Entries linking to hereon
Old English her "in this place, where one puts himself; at this time, toward this place," from Proto-Germanic pronominal stem *hi- (from PIE *ki- "this;" see he) + adverbial suffix -r. Cognate with Old Saxon her, Old Norse, Gothic her, Swedish här, Middle Dutch, Dutch hier, Old High German hiar, German hier.
As the answer to a call, in Old English. Right here "on the spot" is from c. 1200. Here and there "in various places" is from c. 1300. Phrase here today and gone tomorrow first recorded 1680s in writings of Aphra Behn. Here's to _____ as a toast is from 1590s, probably short for here's health to _____. Emphatic this here (adv.) is attested from mid-15c.; colloquially, this here as an adjective is attested from 1762. To be neither here nor there "of no consequence" is attested from 1580s. Here we go again as a sort of verbal rolling of the eyes is attested from 1950.

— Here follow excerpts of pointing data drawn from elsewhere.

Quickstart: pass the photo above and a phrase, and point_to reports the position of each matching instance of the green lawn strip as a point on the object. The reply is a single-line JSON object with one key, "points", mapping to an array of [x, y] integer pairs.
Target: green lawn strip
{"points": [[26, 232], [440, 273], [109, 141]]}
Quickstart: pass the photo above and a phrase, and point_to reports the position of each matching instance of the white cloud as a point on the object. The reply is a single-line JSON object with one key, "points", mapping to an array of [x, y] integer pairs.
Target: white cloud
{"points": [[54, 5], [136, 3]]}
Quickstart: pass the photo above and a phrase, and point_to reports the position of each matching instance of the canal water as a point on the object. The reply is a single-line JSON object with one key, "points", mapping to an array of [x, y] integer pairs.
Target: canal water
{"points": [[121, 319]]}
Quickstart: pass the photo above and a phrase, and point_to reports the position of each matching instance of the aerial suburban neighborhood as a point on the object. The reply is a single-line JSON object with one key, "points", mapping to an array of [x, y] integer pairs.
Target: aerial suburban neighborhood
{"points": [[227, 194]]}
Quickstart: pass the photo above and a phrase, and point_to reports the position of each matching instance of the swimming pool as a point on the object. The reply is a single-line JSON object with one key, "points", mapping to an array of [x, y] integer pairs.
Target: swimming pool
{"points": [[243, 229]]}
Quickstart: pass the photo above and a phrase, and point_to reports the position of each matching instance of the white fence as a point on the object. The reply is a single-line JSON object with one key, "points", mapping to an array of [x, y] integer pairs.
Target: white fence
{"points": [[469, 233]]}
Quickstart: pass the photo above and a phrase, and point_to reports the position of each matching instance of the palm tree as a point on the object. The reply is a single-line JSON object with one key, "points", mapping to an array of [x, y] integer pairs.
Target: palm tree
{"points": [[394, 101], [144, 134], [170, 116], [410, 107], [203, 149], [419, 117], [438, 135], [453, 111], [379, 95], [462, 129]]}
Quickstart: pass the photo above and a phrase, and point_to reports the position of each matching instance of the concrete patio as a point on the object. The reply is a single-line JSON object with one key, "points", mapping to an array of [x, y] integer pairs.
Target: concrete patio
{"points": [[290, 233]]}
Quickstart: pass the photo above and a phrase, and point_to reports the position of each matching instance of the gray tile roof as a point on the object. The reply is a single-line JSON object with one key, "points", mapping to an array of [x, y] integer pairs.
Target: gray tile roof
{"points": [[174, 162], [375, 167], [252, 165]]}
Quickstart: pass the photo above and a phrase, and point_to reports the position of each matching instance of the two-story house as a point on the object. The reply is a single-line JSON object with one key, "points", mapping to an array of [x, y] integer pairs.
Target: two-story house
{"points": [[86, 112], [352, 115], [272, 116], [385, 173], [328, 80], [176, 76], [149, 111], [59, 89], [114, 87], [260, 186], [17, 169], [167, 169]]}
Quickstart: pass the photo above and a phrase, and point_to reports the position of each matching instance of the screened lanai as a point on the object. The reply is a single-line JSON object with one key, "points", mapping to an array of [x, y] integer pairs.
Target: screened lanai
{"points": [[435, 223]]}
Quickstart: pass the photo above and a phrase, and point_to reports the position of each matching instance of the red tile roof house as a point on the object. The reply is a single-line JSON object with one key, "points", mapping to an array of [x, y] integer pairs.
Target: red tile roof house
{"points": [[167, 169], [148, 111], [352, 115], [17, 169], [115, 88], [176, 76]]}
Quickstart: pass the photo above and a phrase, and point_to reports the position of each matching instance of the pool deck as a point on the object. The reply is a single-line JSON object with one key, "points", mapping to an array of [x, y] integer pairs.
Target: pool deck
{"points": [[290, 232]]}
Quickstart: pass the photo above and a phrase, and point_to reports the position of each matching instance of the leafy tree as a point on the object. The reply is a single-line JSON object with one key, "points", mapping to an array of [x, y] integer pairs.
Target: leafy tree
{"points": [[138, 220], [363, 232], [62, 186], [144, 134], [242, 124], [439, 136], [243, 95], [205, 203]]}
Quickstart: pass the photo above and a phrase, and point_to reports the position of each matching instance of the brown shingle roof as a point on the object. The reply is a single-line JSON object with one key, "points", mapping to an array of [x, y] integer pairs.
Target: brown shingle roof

As a noun, "this place, the present" from c. 1600. Noun phrase here-and-now "this present life" is from 1829.
"in a position above and in contact with; in such a position as to be supported by;" also noting the goal to which some action is or has been directed; "about, concerning, regarding; in a position to cover;" as an adverb, "in or into a position in contact with and supported by the top or upper part of something; in or into place; in place for use or action; into movement or action; in operation," Old English on, unstressed variant of an "in, on, into," from Proto-Germanic *ana "on" (source also of Dutch aan, German an, Gothic ana "on, upon"), from PIE root *an- (1) "on" (source also of Avestan ana "on," Greek ana "on, upon," Latin an-, Old Church Slavonic na, Lithuanian nuo "down from").
Also used in Old English in many places where we now would use in. From 16c.-18c. (and still in northern England dialect) often reduced to o'. Phrase on to "aware" is from 1877.